Jeffrey Frentzen

Hymenoplasty has been practiced for decades in the Middle East and Latin America because of social and religious customs that stress virginity.

Recently, some leading newspapers reported that hymenoplasty, or restoring a woman’s virginity by surgically reattaching the hymen, is becoming more common among women of Muslim origin who live in France, Germany, Canada, and other parts of the world, including the United States.

For example, on June 11, 2008, The New York Times published an article titled, “In Europe, Debate Over Islam and Virginity,” in which the head of the French College of Gynecologists and Obstetricians, Jacques Lansac, was quoted as saying there is no place for this kind of surgery in secular French society, where the procedure goes against equality of women, human rights, etc.

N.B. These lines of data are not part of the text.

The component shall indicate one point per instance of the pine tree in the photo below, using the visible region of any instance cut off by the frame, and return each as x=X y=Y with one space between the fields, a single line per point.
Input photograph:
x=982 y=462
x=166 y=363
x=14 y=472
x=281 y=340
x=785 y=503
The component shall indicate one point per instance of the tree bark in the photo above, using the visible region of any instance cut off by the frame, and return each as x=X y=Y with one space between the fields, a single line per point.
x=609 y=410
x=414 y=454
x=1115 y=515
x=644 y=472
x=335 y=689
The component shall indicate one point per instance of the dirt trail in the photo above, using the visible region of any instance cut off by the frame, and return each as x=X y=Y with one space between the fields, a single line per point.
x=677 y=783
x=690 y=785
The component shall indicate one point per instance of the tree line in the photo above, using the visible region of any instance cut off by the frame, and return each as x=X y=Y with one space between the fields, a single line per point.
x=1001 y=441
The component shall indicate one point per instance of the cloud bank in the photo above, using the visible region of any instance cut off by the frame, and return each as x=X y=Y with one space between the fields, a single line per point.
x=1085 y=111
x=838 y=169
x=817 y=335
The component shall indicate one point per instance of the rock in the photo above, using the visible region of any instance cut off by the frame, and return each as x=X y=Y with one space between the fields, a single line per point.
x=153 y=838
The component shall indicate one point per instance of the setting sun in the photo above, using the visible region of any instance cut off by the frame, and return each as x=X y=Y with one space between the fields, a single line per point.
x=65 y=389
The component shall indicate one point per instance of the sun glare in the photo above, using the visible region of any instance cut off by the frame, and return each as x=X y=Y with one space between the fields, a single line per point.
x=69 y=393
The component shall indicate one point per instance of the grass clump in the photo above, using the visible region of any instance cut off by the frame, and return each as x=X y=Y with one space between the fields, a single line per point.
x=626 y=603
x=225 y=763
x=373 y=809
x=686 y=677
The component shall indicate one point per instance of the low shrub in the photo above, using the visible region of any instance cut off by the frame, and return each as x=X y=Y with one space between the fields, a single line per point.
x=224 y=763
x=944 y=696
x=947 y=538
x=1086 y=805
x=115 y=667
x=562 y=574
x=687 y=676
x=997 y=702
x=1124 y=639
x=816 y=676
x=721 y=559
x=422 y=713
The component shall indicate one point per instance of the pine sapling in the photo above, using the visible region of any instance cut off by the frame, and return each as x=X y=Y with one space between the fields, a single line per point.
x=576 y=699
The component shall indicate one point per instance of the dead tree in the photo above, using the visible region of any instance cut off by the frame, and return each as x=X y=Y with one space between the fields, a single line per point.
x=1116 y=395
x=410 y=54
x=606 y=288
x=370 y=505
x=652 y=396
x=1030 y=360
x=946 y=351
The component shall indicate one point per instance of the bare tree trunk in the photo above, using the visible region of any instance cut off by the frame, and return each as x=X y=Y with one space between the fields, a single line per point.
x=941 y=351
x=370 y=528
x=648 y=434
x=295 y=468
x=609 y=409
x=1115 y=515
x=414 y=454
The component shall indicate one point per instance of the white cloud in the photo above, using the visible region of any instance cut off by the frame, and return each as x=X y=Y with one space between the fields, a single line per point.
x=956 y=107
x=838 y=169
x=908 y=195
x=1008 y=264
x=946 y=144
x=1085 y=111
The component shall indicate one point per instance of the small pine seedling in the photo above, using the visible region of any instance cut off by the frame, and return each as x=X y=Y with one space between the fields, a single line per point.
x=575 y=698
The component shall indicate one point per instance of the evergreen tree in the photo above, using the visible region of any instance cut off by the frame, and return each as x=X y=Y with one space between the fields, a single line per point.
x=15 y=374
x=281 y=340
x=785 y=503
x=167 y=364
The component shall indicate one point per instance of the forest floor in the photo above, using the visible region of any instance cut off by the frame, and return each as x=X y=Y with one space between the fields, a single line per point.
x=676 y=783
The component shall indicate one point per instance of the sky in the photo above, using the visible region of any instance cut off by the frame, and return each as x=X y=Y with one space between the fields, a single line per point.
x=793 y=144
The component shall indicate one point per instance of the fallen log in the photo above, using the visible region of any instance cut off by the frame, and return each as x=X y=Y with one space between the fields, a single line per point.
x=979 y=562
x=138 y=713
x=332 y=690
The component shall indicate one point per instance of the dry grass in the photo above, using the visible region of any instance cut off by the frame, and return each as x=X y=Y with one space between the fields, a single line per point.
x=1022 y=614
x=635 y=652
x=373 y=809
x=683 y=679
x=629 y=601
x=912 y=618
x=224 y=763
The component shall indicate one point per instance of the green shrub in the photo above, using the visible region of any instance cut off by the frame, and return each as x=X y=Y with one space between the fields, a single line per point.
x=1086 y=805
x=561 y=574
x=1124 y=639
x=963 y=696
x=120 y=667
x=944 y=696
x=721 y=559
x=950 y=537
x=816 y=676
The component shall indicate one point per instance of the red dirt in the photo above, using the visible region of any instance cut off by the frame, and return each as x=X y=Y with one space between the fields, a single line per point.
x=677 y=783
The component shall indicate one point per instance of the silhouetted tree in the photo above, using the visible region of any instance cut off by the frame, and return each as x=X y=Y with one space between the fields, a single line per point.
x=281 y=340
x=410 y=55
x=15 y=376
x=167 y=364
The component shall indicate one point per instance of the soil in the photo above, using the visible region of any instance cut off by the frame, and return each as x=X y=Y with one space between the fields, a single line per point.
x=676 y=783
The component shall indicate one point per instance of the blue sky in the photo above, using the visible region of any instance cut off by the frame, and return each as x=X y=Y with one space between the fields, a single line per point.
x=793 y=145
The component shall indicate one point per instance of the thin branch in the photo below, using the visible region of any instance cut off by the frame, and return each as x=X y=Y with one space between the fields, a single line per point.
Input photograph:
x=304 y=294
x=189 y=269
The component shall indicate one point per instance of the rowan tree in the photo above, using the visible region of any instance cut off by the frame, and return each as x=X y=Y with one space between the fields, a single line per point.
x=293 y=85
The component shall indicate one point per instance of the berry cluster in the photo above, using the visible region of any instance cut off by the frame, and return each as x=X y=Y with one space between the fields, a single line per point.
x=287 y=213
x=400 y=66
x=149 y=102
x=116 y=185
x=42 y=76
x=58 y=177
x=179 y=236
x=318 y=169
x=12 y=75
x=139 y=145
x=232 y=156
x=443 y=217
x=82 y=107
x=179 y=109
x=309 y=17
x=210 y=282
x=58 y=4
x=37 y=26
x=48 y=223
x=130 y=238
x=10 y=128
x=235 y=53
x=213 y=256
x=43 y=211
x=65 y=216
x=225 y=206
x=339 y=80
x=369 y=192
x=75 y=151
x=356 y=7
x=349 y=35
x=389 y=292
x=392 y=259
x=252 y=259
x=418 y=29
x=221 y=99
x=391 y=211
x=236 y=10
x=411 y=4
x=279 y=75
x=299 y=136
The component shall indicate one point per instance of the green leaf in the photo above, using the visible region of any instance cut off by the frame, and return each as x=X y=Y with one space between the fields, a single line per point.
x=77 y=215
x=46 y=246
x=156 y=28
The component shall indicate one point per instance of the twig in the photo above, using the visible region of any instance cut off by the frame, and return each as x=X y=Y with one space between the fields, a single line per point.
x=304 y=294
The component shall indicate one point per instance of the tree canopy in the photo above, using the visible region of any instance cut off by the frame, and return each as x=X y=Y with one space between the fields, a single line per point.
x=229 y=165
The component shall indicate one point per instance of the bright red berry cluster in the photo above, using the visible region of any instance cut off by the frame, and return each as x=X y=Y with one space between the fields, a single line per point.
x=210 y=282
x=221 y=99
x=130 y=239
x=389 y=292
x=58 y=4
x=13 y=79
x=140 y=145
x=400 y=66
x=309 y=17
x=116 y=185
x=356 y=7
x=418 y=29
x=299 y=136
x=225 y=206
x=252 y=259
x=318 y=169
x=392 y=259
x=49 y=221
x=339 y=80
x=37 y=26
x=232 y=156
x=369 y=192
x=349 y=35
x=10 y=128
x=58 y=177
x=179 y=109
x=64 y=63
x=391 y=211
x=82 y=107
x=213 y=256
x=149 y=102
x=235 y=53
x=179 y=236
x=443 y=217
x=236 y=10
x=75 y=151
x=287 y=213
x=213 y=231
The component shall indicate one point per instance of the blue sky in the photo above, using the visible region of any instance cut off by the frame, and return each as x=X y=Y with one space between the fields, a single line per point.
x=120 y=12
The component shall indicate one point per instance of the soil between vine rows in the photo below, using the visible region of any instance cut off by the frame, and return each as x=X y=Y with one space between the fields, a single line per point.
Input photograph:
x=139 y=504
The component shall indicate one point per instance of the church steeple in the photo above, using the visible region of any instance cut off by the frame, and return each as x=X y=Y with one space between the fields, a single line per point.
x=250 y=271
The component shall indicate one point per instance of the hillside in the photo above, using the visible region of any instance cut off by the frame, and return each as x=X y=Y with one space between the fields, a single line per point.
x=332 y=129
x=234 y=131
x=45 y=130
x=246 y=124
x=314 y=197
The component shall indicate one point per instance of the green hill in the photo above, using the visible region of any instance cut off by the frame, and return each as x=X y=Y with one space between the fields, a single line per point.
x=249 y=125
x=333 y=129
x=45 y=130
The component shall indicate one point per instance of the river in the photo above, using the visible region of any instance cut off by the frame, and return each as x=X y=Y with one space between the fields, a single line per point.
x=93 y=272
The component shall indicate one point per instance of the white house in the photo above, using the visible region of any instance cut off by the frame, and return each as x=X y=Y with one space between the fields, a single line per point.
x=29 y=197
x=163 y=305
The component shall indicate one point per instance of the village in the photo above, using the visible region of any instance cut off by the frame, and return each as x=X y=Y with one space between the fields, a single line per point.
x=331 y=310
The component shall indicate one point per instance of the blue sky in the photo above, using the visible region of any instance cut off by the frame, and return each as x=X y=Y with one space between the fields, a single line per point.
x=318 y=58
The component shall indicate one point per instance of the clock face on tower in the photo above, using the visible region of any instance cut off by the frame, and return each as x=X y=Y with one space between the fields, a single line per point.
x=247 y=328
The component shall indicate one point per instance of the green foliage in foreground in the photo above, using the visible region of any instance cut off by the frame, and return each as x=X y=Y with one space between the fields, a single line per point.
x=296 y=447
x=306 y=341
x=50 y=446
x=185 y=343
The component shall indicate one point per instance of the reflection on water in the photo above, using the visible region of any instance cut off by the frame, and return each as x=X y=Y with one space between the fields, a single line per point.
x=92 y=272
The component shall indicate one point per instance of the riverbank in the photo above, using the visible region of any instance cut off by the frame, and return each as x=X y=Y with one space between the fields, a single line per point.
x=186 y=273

This and other newspaper articles note that the practice of hymenoplasty is nothing new.

In the United States, for example, some women go as far as getting hymenoplasties as Valentine’s Day gifts for their husbands—arguably one of the most frivolous of procedures, which rankles feminists and progressive thinkers.

Under an apparently common interpretation of Islamic law, family members have executed brides-to-be who cannot prove they are virgins when they marry, in order to retain family honor. Reports of these “honor killings” have grown more numerous in secular states—such as France, Canada, and the United States—as those countries increasingly play host to emigrating Muslims.

Most women will do what it takes to avoid being attacked over virginity. For instance, a Muslim woman from Macedonia said she opted for the hymenoplasty procedure to avoid being punished by her father after a long-standing relationship with her boyfriend.

“I was afraid that my father would take me to a doctor and see whether I was still a virgin,” said the woman, 32, who is single and owns a small business in Germany. “He told me, ‘I will forgive everything but not if you have thrown dirt on my honor.’ I wasn’t afraid he would kill me, but I was sure he would have beaten me.”

In another news report, a French Muslim couple had their marriage annulled because the wife was not a virgin. In this case, a French court upheld the annulment because the woman admitted to lying about her chastity. Had she not lied, however, she might be dead today.

Women’s rights groups usually lash out at the practice of hymen repair. A spokesperson for one Paris-based Muslim women’s rights group, Ni Putes Ni Soumises, claims that surgeons who perform hymenoplasty are overstepping the bounds of their profession.

“Does it really help? Doesn’t it just bolster this tradition and this hypocrisy?” says Sihem Habchi, president of the group.

In some cases, though, reattachment of the hymen can mean the difference between life and death for your patients of Muslim extraction.

Therefore, when such a woman approaches you and asks for a hymenoplasty for reasons stated above, keep your ethical, cultural, and religious convictions in check. Note that I said when and not if.

As more Middle East-born people arrive in the states, they bring cultural beliefs that may seem very alien.

In many cases, they will come to you out of fear and a desire to hide past sexual transgressions via a convenient lie that you will be asked to support. For this last reason, the procedure is controversial in the medical community.

Should surgeons be involved in misleading family members of patients, as well as ultimately reinforcing a gender bias?

It may be difficult for you to be absolutely certain about the appropriate ethical approach in these cases. Consider, for example, the physician who believes that when a woman comes in for a surgery like this under duress (usually brought in by her relatives), the red flag goes up and you must beware.

However, some believe it’s either hymenoplasty or her life.